How Greystar Vets New Partners, Tech Tools and Services

Case studies and establishing relationships lead the decision-making.

Management-vendor relations can become a delicate dance in the multifamily housing industry. 

With apartment demand from consumers and investors continuing in full force in 2022, there’s plenty of opportunities for new companies and established ones to build their customer bases.

Relationships matter, of course, but for companies trying to convince veteran leadership at established real estate firms to give advancing and alternative technologies a go, it takes some convincing.

Veteran Lynn Klug, Senior Director, National Marketing, Greystar, will sit on a panel this month with two other industry leaders at the Apartment Innovation and Marketing Conference April 24-27 in Huntington Beach, with the focus on discussing how to build better business between the two sides.

“We’re looking for quantifiable results,” Klug said. “We want to see the value before we start to talk about the price. The [lower] price alone shouldn’t be the No. 1 value presented.”

She said case studies are valuable and can help to further conversations.

Klug spoke of an instance she’s run into lately when a vendor is brought on with great promise, only to find that their staffing wasn’t as sufficient as it needed to be to execute on the promises they delivered for a full portfolio.

“Once they come on board, it can become a ‘Be careful what you ask for’ situation,” she said. “It might start out as a small, pilot program and work just as they told us it would, but then when we choose to roll it out at many more properties, the vendor needs to have the bandwidth to deliver the product at that level.”

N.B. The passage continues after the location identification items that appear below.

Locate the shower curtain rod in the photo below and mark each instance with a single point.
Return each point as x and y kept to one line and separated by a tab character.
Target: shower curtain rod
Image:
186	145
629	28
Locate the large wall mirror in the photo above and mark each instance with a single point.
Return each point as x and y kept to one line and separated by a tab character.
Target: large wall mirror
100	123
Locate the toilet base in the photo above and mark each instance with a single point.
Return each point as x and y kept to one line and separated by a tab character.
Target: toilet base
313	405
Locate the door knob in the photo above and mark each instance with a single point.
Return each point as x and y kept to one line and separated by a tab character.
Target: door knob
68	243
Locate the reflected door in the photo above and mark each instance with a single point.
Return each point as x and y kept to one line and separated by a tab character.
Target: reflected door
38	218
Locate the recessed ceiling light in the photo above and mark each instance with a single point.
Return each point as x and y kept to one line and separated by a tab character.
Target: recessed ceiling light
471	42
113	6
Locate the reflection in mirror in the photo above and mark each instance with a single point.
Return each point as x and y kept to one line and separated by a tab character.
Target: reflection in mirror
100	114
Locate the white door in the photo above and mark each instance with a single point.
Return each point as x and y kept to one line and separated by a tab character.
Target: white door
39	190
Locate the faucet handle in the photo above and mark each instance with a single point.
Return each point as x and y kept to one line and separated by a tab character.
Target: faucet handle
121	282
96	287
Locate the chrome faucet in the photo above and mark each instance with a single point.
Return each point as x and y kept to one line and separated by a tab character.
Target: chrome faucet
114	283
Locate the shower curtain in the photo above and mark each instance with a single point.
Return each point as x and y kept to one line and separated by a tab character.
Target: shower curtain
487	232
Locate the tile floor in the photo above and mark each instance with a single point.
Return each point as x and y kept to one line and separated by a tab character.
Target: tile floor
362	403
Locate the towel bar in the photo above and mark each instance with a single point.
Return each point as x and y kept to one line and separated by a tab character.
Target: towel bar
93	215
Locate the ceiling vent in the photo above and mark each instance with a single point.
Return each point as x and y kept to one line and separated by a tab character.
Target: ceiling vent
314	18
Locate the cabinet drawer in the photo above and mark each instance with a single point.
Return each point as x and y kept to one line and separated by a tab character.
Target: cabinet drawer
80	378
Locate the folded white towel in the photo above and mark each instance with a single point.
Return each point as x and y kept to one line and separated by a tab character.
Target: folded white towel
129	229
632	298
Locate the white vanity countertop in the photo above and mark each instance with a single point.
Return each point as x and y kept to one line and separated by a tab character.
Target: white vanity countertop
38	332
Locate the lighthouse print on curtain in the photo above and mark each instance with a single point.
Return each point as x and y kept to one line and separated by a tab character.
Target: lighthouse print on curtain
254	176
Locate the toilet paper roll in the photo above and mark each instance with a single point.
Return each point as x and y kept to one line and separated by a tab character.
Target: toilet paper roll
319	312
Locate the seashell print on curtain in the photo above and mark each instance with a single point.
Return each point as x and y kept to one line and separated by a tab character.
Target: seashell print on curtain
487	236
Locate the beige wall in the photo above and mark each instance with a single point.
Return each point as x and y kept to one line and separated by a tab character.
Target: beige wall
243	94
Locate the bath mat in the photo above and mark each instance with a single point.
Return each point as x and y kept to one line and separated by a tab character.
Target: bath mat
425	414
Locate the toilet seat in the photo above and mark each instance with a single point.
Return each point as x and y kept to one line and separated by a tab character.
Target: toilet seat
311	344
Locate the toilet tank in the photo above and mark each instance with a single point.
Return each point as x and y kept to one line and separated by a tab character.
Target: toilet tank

When a product or service is chosen, Klug said, it is typically tested with a pilot program at a small number of thoughtfully selected properties within a select portfolio. The results are monitored closely on a weekly basis for a predetermined time frame.

Subject Matter Experts Vet New Products & Services

There are at least a dozen facets of apartment management and there are supplier partners to serve them, but there’s no one person who can reasonably assess all incoming offers, she said. 

Greystar has established subject matter experts in given operational areas such as software, technology, maintenance supplies, etc., “and they are used to vet specific products that we might be considering,” she said.

No matter how promising the product appears or tests out to be, there are still challenges to gain approval from senior-level management, especially if there’s integration involved. 

Klug said that, for example, there’s a drip email campaign software tool that she was interested in and tried out to great success. “But approving it for integration takes many steps with many people,” Klug said.

“My colleague who was pushing hardest for it created multiple slide decks for presentations to show its worth. Based on her analysis, without the product, we estimated it could cost thousands of dollars to get the results that this new product could deliver. With that product, we determined it would only cost $250 per month per community. A no-brainer.”

Klug said it took months for the full vetting and approval.

“Our company and our industry had gone through this process of pivoting quickly during the pandemic because we had to,” she said. “But things don’t always move that quickly now.”

One factor was that Greystar had changed to another property management software system recently and was going through that adjustment, so the hesitancy to add this new tool, in part, was that it was one more thing to have to bring on board, she said. 

Company Portal Welcomes Supplier Partners

In Greystar’s case, it has a portal on its website where interested suppliers that want to be considered to work for it can register and propose new products and services. 

Klug said Greystar also has had success by visiting companies at exhibit halls and networking with companies at industry events.